Nontraumatic: taking place in tumors (pituitary, brain, and skull), skull infections, and congenital defects (encephalocele). This leak is profuse and may persist for years. Infection complicates the untreated leak in 25–50 % of cases.
12.2.7 Brain Death
Death is an irreversible, biological event that consists of permanent cessation of the critical functions of the organism as a whole. It implies permanent absence of cerebral and brain stem functions. Brain death then qualifies as death (as brain is essential for integrating critical functions of the body). The equivalence of brain death with death is largely but not universally accepted.

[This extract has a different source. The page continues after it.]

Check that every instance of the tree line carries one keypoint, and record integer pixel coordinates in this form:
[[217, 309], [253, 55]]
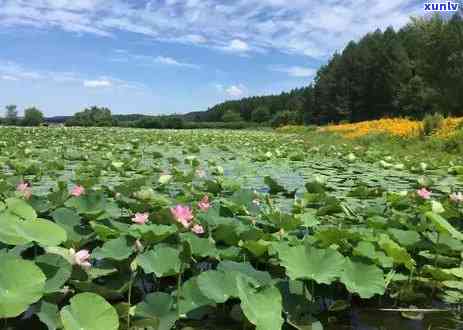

The concept of irreversible coma or brain death was first described in 1959, predating widespread organ donation. The fundamental definition of brain death has substantively remained constant over time and across countries (although specific details of diagnostic criteria differ). Many conditions are known to cause brain death (Table 12.1).
Table 12.1
Causes of brain death
Trauma and subarachnoid hemorrhage: most common |
Intracerebral hemorrhage |
Hypoxic ischemic encephalopathy |
Ischemic stroke |
Any condition causing permanent widespread brain injury |
12.3 Scintigraphic Evaluation of CNS Diseases
12.3.1 Radiopharmaceuticals
In addition to 111In-DTPA and 99mTc-DTPA used for CSF imaging (radionuclide cisternography), there are three main classes of radiopharmaceuticals available for functional brain imaging in nuclear medicine.
1.
Regional cerebral blood flow agents
SPECT radiopharmaceuticals used for measuring regional cerebral blood flow (rCBF) are lipophilic agents which are transported from the arterial vascular compartment to the normal brain tissue compartment by diffusion and are distributed proportional to regional tissue blood flow. After this first phase of transport, the tracers are essentially irreversibly trapped in the tissue compartment. The two major blood flow agents used in brain SPECT imaging are technetium-99 m hexamethylpropylene amine oxime (99mTc-HMPAO) and technetium-99 m ethyl cysteinate dimer (99mTc-ECD) [9–11]. Xenon-133(133Xe) is unique since it is freely diffusable and not trapped in the tissues. Inhaled or i.v. injection of 133Xe dissolved in saline can more accurately and quantitatively provide measurements of blood flow by determination of the clearance rate of this tracer from the cerebral compartment, after a brief uptake period [12]. The major PET radiopharmaceutical used to measure cerebral perfusion is 15O H2O [5].
2.
Regional cerebral metabolism agents
These radiopharmaceuticals are transported to the brain tissues by regional cerebral blood flow, but subsequent regional cerebral distribution reflects the utilization rate of the tracer in a cerebral metabolic pathway. Currently, there are no SPECT tracers that specifically measure normal cerebral metabolism. However, in brain tumor imaging, where the blood–brain barrier is broken, ionic tracers such as thallium-201 [13] or other SPECT tracers such as 99mTc- methoxyisobutylisonitrile (99mTc-MIBI) [14] can be used to detect new, recurrent, or residual viable tumor. The PET radiopharmaceutical predominantly used is fluorine-18 2-fluoro-2-deoxy-d-glucose (18F-FDG) [15]. [18F]-fluoro-3′-deoxy-3′-l-fluorothymidine (FLT) is a newer tracer used to indicate tumor proliferation to more specifically identify new, recurrent, or residual viable brain tumor.
3.
Central nervous system receptor-binding agents
This class of radiotracers important in brain imaging is central nervous system receptor-binding agents, which measure neuronal receptor density and binding affinity [16]. In SPECT, a dopamine transporter receptor-binding agent which has been well characterized is 123I-ioflupane. This benzamide compound has been used to image the dopaminergic (D2) transporter system in the corpus striatum [10].